The SPE as general purpose processor

Discussion in 'Console Technology' started by Frank, Mar 7, 2006.

  1. danteye

    Newcomer

    Joined:
    May 25, 2005
    Messages:
    33
    Likes Received:
    0
    ok i understand! thanks you!
     
  2. Shifty Geezer

    Shifty Geezer uber-Troll!
    Moderator Legend

    Joined:
    Dec 7, 2004
    Messages:
    43,525
    Likes Received:
    15,980
    Location:
    Under my bridge
    Nope. I have here a processor that runs at 3 GHz, with 32 'ADD' units that add, can only add, and that's all this processor does. It performs 96 Billion integer instructions per second. Is it good at integer work?

    Others have explained well the entirety of Integer work's demands, but I felt the obvious illustration worth adding to show the flaw in your conclusion.
     
  3. j^aws

    Veteran

    Joined:
    Jun 1, 2004
    Messages:
    1,939
    Likes Received:
    42
    You have a processor with a crippled ISA.

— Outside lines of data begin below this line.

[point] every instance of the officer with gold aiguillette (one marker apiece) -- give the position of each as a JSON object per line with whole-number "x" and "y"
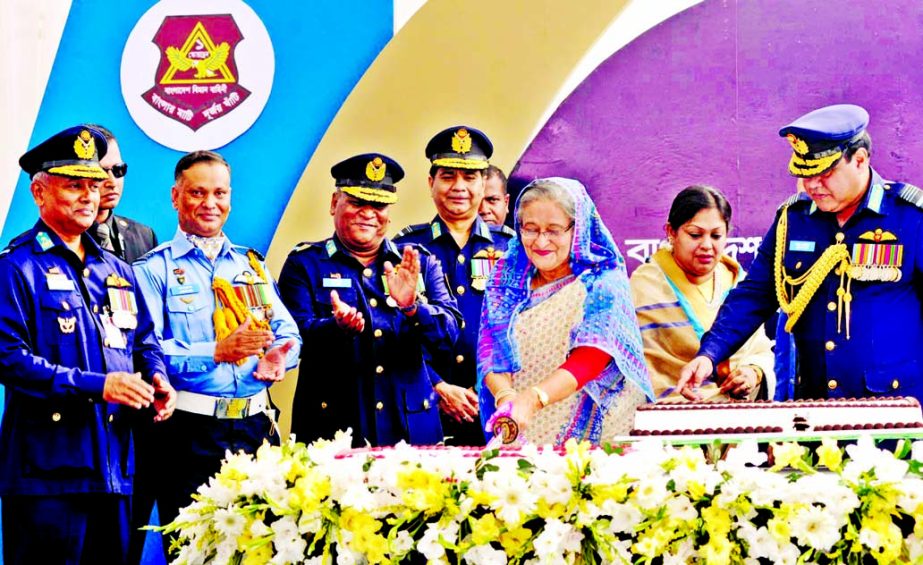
{"x": 843, "y": 260}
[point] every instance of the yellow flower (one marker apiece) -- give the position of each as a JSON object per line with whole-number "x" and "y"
{"x": 513, "y": 540}
{"x": 602, "y": 492}
{"x": 258, "y": 556}
{"x": 485, "y": 530}
{"x": 829, "y": 454}
{"x": 788, "y": 455}
{"x": 717, "y": 520}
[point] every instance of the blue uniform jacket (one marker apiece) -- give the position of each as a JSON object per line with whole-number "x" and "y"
{"x": 58, "y": 436}
{"x": 375, "y": 382}
{"x": 175, "y": 279}
{"x": 466, "y": 269}
{"x": 882, "y": 357}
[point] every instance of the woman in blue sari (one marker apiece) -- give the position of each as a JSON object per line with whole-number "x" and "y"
{"x": 559, "y": 347}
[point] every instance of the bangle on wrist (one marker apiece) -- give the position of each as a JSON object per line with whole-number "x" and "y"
{"x": 503, "y": 394}
{"x": 542, "y": 396}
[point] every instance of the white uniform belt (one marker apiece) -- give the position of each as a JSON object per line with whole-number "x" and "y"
{"x": 221, "y": 407}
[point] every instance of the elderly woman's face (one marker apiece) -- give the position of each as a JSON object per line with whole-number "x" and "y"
{"x": 699, "y": 243}
{"x": 546, "y": 232}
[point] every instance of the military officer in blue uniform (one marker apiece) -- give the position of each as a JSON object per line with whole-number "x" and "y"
{"x": 77, "y": 355}
{"x": 225, "y": 333}
{"x": 843, "y": 260}
{"x": 366, "y": 309}
{"x": 468, "y": 247}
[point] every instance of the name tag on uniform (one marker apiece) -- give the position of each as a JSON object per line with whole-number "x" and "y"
{"x": 184, "y": 289}
{"x": 59, "y": 282}
{"x": 337, "y": 283}
{"x": 798, "y": 245}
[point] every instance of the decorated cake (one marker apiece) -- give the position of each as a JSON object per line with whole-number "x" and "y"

    SPUs and PPEs have a full ISA which should be obvious.

    Edge's point was clearly that SPUs didn't suck at integer MATH.
     
  4. Gubbi

    Veteran

    Joined:
    Feb 8, 2002
    Messages:
    3,586
    Likes Received:
    981
    Not clear at all.

    Only his last post detailed integer arithmetic.

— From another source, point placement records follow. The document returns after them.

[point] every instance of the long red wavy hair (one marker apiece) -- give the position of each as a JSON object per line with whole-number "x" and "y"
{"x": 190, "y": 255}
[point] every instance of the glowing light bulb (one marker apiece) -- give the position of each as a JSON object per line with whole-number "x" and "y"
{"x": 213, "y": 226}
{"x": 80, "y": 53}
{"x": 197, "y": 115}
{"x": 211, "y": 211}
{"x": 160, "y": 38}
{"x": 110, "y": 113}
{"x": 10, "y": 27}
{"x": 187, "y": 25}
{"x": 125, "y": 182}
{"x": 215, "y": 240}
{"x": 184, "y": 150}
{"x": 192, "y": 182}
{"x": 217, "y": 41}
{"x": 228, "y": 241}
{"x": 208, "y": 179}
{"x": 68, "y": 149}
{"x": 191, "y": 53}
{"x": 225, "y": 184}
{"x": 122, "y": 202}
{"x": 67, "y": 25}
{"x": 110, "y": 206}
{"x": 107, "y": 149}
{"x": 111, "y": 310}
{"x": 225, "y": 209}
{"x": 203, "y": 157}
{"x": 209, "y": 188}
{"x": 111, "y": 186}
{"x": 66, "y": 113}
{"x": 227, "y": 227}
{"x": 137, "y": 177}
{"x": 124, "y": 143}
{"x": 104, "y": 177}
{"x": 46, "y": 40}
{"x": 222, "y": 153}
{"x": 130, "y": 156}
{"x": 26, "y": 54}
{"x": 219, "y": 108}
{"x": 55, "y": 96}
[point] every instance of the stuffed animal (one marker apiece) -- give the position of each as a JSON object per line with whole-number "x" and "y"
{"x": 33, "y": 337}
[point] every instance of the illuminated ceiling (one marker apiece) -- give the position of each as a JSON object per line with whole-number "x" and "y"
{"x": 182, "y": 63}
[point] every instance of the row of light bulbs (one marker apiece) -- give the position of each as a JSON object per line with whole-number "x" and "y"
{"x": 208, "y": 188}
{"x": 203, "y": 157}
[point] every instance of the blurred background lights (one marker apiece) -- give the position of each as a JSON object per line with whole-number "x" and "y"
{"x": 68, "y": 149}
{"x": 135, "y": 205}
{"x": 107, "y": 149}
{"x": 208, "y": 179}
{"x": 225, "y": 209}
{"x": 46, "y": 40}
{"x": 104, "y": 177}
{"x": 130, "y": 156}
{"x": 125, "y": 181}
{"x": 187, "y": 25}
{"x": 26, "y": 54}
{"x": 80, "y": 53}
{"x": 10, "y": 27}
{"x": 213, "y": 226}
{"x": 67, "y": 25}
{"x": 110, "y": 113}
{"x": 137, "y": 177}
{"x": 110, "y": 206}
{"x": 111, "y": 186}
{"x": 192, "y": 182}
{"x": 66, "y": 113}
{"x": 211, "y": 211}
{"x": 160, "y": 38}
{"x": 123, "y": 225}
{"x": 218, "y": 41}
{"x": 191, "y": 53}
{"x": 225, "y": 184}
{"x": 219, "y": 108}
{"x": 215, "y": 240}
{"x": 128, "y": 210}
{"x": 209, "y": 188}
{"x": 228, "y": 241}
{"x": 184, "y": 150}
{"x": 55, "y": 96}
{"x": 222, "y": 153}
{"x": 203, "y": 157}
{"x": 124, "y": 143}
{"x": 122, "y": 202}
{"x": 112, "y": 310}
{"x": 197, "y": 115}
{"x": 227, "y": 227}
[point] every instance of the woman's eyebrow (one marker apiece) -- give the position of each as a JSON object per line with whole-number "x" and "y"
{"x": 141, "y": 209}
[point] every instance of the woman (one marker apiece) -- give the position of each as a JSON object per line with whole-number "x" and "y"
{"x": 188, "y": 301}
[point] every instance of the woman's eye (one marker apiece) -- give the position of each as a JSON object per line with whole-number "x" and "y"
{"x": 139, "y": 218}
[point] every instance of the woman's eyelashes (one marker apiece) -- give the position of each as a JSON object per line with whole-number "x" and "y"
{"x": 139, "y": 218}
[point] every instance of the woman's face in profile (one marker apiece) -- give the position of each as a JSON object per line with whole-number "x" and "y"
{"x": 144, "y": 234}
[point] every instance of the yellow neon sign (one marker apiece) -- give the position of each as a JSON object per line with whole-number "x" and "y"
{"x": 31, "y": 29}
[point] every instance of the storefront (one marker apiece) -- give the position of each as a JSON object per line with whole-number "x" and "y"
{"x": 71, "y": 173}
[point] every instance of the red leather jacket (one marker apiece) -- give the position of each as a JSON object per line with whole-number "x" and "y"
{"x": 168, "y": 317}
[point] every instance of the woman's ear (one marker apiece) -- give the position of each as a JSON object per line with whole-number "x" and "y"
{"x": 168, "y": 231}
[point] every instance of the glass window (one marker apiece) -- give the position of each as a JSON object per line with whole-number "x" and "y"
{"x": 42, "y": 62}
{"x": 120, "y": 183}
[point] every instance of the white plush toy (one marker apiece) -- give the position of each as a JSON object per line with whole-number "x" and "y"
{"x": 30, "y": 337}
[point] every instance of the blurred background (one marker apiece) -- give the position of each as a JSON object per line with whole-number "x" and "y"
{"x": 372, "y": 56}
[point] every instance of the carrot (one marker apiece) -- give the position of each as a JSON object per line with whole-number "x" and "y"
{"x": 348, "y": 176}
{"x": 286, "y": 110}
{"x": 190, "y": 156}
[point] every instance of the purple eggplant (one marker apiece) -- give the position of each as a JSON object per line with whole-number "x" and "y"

    Before that he just talked about the SPUs not having inferior integer performance.

    Cheers
     
  5. j^aws

    Veteran

    Joined:
    Jun 1, 2004
    Messages:
    1,939
    Likes Received:
    42
    Well the fact that he mentioned integer "instruction" was a dead giveaway as referring to math instructions. Maybe I've seen this too often on this forum for it to be obvious...
     
  6. Gubbi

    Veteran

    Joined:
    Feb 8, 2002
    Messages:
    3,586
    Likes Received:
    981
    Could very well be that he meant arithmetic, my mistake then. But I was certainly mislead by him mentioning "integer performance" and "integer work" in the above posts then, which traditionally has a different meaning (see above) when you discuss in an integer vs floating point context.

    Cheers
     
  7. DarkRage

    Newcomer

    Joined:
    Jul 25, 2005
    Messages:
    70
    Likes Received:
    1
    Location:
    Spain
    Come on, you are counting integer operations within the vector capabilities as integer general purpose capabilities.

    They are not.

    Again, something as usual as a = b[i+1]+c[i+2] is described by IBM as a significant number of operations needed, together with performance penalties, and you are using the full vector for it, with the other 3 32-bits "ALUs" in the vector doing useless work.
     
  8. j^aws

    Veteran

    Joined:
    Jun 1, 2004
    Messages:
    1,939
    Likes Received:
    42


    Well what do you expect? SPUs are unified scalar/vector processors. If it's doing scalar work, then it can't be doing vector work and vice versa... this is why you have so many on a die...
     
  9. add n to (x)

    Newcomer

    Joined:
    Dec 5, 2004
    Messages:
    13
    Likes Received:
    1
    Location:
    London, United Kingdom
    Ok, so you're talking about regular C-like syntax, such as addressing a scalar array of values.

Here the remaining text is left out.